Si Raito s'écarte aprés l'opération "tache de chocolat sur la joue" ce serait quand même légèrement contre productif XD Je veux absolument savoir comment va évoluer ta pitié pour Misa au fil du temps x)) Ma propre curiosté qui parle xd Tu t'y connais donc très bien en invitation puisque c'est excatement ça, le coup des confitures (l'éléhpant dans le couloir quoi) :) En effet, Beyond ne montera jamais d'organisation anti-L, parce qu'il adule L, donc fatalement... xd Pour les théories, tu t'en sors pas mal, en tout cas elles tiennes fictivement la route l'une comme l'autre * rire sadique* Le "soye"...hé oui c'est une faute horrible mais, nous avons osé ! xd Les petites phrases d'Haaru en fin de chapitres, où l'art d'augmenter diaboliquement la frustration en attendant le chapitre suivant xD Celles-ci sont particulièrement marquantes, en plus :D Merci beaucoup pour ta review !

Lilyanna :

Bon retour parmi nous et bon courage pour ton boulot ! Misa ferait même perdre aux plus philosophes toute foi en l'humanité si ça peut te rassurer (quant aux dictateurs, terroristes et sadiques divers, je te laisse imaginer la réaction) xd Oui la relation et l'enquête avancent en parallèle, mais assez lentement on ne peut pas dire le contraire. Nous sommes vraiment contentes que tu aimes la mise en place :33 Je suis partisante d'envoyer Misa explorer les cages à serpents mais je ne sais pas s'ils seront assez kamikazes pour essayer de la bouffer xd (pas fous, la survie est en jeu xd)

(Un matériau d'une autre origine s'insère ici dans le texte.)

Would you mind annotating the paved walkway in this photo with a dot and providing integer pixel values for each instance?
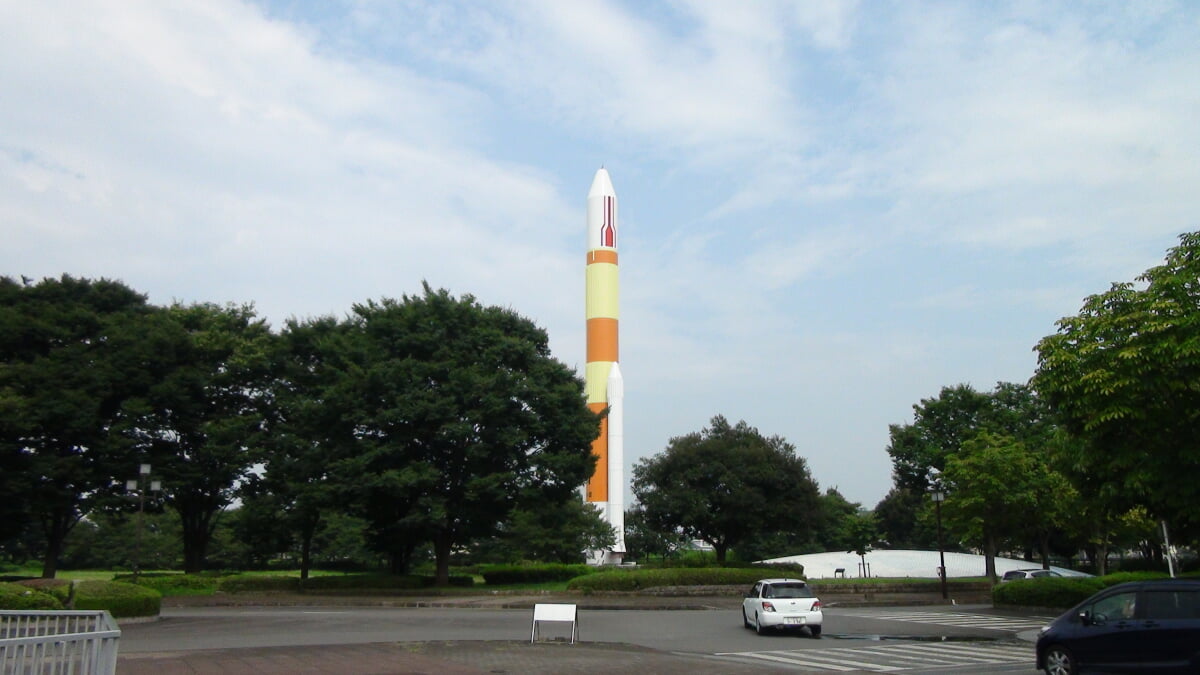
(439, 658)
(461, 657)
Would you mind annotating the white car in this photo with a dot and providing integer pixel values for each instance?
(781, 604)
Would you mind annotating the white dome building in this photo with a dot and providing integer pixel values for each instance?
(900, 563)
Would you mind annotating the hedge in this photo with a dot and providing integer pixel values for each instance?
(258, 584)
(333, 584)
(169, 584)
(119, 598)
(377, 583)
(58, 587)
(497, 574)
(637, 579)
(13, 596)
(1062, 592)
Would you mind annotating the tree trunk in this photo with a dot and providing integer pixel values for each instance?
(197, 531)
(307, 529)
(442, 554)
(989, 551)
(55, 530)
(720, 550)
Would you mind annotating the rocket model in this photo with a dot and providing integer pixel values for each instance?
(605, 387)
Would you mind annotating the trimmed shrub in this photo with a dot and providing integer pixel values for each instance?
(540, 573)
(169, 584)
(639, 579)
(349, 583)
(13, 596)
(1122, 577)
(58, 587)
(247, 584)
(1054, 592)
(119, 598)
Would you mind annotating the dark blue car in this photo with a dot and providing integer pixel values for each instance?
(1137, 627)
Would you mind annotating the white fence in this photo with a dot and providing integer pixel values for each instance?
(58, 643)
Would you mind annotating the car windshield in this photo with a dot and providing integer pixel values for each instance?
(787, 591)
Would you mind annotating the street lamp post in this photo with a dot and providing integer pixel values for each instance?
(141, 484)
(939, 497)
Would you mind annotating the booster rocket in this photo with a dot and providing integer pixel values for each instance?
(605, 387)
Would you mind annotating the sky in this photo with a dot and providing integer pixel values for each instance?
(829, 210)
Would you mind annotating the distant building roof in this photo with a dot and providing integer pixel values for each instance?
(906, 563)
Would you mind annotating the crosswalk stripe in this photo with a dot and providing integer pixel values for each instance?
(891, 658)
(984, 621)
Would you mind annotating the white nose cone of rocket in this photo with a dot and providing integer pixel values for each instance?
(601, 213)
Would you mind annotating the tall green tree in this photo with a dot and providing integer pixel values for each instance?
(306, 435)
(550, 532)
(1123, 375)
(997, 490)
(459, 412)
(726, 485)
(899, 518)
(72, 352)
(643, 541)
(201, 423)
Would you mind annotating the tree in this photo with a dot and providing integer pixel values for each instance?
(942, 425)
(305, 434)
(996, 489)
(72, 352)
(831, 525)
(861, 533)
(726, 485)
(551, 532)
(459, 411)
(643, 541)
(199, 422)
(898, 517)
(1123, 376)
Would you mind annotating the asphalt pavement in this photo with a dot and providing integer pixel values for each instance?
(461, 657)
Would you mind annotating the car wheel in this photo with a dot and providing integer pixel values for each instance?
(1060, 662)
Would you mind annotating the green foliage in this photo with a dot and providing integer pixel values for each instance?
(333, 583)
(58, 587)
(73, 353)
(1047, 592)
(1122, 577)
(545, 531)
(640, 579)
(726, 485)
(460, 412)
(643, 542)
(253, 584)
(942, 425)
(995, 488)
(119, 598)
(1122, 376)
(201, 420)
(533, 573)
(15, 596)
(174, 584)
(377, 583)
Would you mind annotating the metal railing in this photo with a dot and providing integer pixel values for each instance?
(58, 643)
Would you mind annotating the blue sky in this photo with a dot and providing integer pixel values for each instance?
(829, 210)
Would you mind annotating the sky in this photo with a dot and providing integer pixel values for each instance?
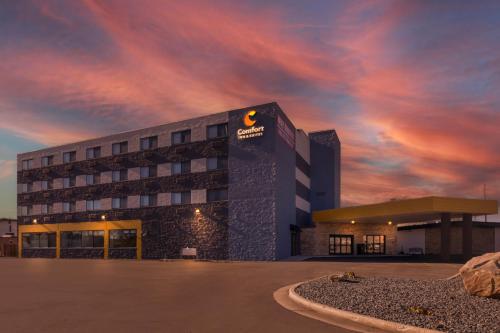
(411, 87)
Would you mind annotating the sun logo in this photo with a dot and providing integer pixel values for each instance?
(248, 118)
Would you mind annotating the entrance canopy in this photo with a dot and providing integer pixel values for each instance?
(408, 210)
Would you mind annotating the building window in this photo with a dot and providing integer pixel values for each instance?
(39, 240)
(181, 137)
(148, 200)
(148, 172)
(119, 175)
(93, 179)
(48, 160)
(216, 163)
(181, 167)
(341, 244)
(94, 152)
(27, 164)
(217, 195)
(69, 207)
(26, 210)
(120, 148)
(69, 182)
(217, 131)
(47, 184)
(69, 156)
(181, 198)
(119, 203)
(82, 239)
(47, 209)
(149, 143)
(91, 239)
(93, 205)
(122, 238)
(374, 244)
(25, 188)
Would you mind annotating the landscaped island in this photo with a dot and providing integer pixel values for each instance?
(442, 305)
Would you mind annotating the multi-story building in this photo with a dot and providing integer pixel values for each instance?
(233, 185)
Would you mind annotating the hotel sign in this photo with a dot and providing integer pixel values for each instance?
(250, 130)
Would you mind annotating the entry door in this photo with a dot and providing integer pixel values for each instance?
(341, 244)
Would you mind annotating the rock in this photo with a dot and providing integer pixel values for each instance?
(345, 277)
(481, 275)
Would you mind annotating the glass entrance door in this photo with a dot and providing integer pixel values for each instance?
(341, 244)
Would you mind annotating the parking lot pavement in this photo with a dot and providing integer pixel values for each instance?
(47, 295)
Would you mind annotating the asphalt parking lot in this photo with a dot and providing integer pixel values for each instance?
(47, 295)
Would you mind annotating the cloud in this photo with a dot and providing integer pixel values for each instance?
(7, 168)
(410, 88)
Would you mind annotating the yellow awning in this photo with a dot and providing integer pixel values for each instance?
(408, 210)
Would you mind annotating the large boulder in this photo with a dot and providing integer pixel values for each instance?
(481, 275)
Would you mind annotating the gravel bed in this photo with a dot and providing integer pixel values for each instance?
(451, 308)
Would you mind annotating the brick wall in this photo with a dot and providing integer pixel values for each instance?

Pour le rêve/cauchemar de L, c'est normal de ne pas réussir à trancher vu qu'il s'agit des deux à la fois. Attirance et angoisse du retour de Kira et si on va plus en profondeur sans doute aussi l'angoisse d'une relation plus forte que ce qu'il a pu connaître et la possible trahison si l'attachement est trop grand, même si c'est Kira qui prime côté angoisse. Tu as parfaitement raison, les deux intéressés ne veulent pas se rendre compte de l'évolution, mais ça viendra évidemment xd Vive le déni ! C'est vrai que la disparition d'Aiber et Wedy est assez brusque, et je mentirais si je disais que la surprise n'était pas l'effet recherché, tout comme le floutage pour le moment de l'enquête ^^

Merci beaucoup d'avoir pris le temps de poster un commentaire avec ton manque de temps ! :D

Nowaki :

Tu as lu les 21 chapitres en trois jours ! C'est un exploit vu la longueur xD Merci pour tes compliments, nous sommes ravies que tu aies suffisament apprécié la fic pour laisser un commentaire :D (je dis "nous" parce que nous sommes deux à l'écrire, chacune un personnage ) N'aie pas peur d'en écrire plus si tu en as envie, ce ne sera jamais trop, pour nous en tout cas. Merci beaucoup pour ta review et ton encouragement !


Chapitre 22

Morsure de métal


Un soupir pour le silence. « Tu sais, Raito-kun, quand je disais « ne bouge pas », la durée n'était pas censée dépasser la première minute. »

Monosyllabe absente.

« Tu contemples ce clavier depuis trente-six minutes.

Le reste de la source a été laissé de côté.